DockerHub, the largest container repository out there today, has seen close to 1B downloads so far. Spanning operating systems, databases, web services and many other technologies, the sheer download volume alone can intimidate anyone trying to deploy in mission-critical environments (think Linux circa 2000). With the understanding that new features are being added at an unprecedented pace, just keeping up with the latest ones is hard enough, let alone the most stable features.

Having spoken to hundreds of users over the past year, it is clear to us now that transparency and predictability are key to bridging this gap for future production deployments of containers. A billion downloads do not necessarily equate to a stable platform and could instead point to an enormous amount of potential risk. For peace of mind, users today that need a stable platform tend to pivot towards creating their own repositories as a way to mitigate the risk. These repositories will most likely become stale over time while the baseline source continues to evolve and mature. This proves, once again, that the agility of app development and deployment using containers clearly overcomes the need to keep up with the latest and greatest technology in the public repositories.

This is where Anchore comes in. Our goal is to connect these lines by creating a model of transparency and predictability, that allows users, whether in development, operations or security, to all have the tools necessary to effectively capitalize on the container compute model.

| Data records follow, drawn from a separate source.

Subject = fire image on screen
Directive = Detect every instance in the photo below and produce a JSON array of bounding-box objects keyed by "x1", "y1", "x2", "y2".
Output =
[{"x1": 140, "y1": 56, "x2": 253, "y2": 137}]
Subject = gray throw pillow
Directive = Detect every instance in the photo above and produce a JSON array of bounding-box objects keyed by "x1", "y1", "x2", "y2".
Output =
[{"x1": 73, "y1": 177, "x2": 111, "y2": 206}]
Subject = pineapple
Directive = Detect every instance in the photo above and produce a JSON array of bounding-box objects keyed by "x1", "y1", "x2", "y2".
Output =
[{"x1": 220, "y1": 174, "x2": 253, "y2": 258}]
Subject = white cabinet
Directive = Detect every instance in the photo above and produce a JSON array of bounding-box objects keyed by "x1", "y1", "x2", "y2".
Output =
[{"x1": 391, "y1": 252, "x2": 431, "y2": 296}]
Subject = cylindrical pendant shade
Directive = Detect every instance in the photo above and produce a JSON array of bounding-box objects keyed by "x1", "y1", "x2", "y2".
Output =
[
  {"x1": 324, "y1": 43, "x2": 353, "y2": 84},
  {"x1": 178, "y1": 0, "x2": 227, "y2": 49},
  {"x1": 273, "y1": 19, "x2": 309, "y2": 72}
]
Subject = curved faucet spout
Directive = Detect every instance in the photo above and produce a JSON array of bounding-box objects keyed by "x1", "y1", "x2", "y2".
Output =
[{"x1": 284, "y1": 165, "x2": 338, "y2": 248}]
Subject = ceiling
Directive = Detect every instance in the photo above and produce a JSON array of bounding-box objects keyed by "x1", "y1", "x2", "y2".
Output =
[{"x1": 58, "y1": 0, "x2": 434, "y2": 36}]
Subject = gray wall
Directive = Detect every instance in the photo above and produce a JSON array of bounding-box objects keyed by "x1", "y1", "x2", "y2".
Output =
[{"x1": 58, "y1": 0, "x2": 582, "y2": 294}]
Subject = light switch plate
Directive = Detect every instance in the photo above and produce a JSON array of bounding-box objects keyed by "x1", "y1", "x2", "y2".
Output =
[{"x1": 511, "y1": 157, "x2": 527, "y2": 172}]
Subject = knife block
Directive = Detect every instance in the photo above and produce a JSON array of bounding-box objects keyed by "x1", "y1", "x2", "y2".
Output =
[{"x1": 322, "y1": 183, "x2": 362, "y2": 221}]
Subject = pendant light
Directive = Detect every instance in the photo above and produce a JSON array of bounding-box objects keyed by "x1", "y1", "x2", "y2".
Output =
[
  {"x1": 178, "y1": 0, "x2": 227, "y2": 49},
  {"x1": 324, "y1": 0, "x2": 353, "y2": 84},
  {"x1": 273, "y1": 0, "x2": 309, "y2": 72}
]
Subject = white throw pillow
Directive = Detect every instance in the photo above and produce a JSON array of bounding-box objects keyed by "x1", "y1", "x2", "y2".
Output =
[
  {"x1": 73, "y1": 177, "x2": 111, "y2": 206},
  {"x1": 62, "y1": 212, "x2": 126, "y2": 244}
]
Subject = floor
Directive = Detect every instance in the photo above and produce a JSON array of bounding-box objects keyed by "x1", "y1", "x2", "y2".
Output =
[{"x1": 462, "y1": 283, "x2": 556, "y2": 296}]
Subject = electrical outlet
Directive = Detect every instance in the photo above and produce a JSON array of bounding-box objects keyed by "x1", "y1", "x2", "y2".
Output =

Anchore is a tool that allows everyone to not only pick a collection of container-based apps that clearly show the origin and entire history but also apps that have been vetted for security, vulnerability, and functionality completeness. A set of containers that have been “Anchore certified” through collaboration with both internal and community users and tagged as production-ready. Allowing users to not only have stable repository but one that includes the most up-to-date container functionally, security checks, and bug fixes.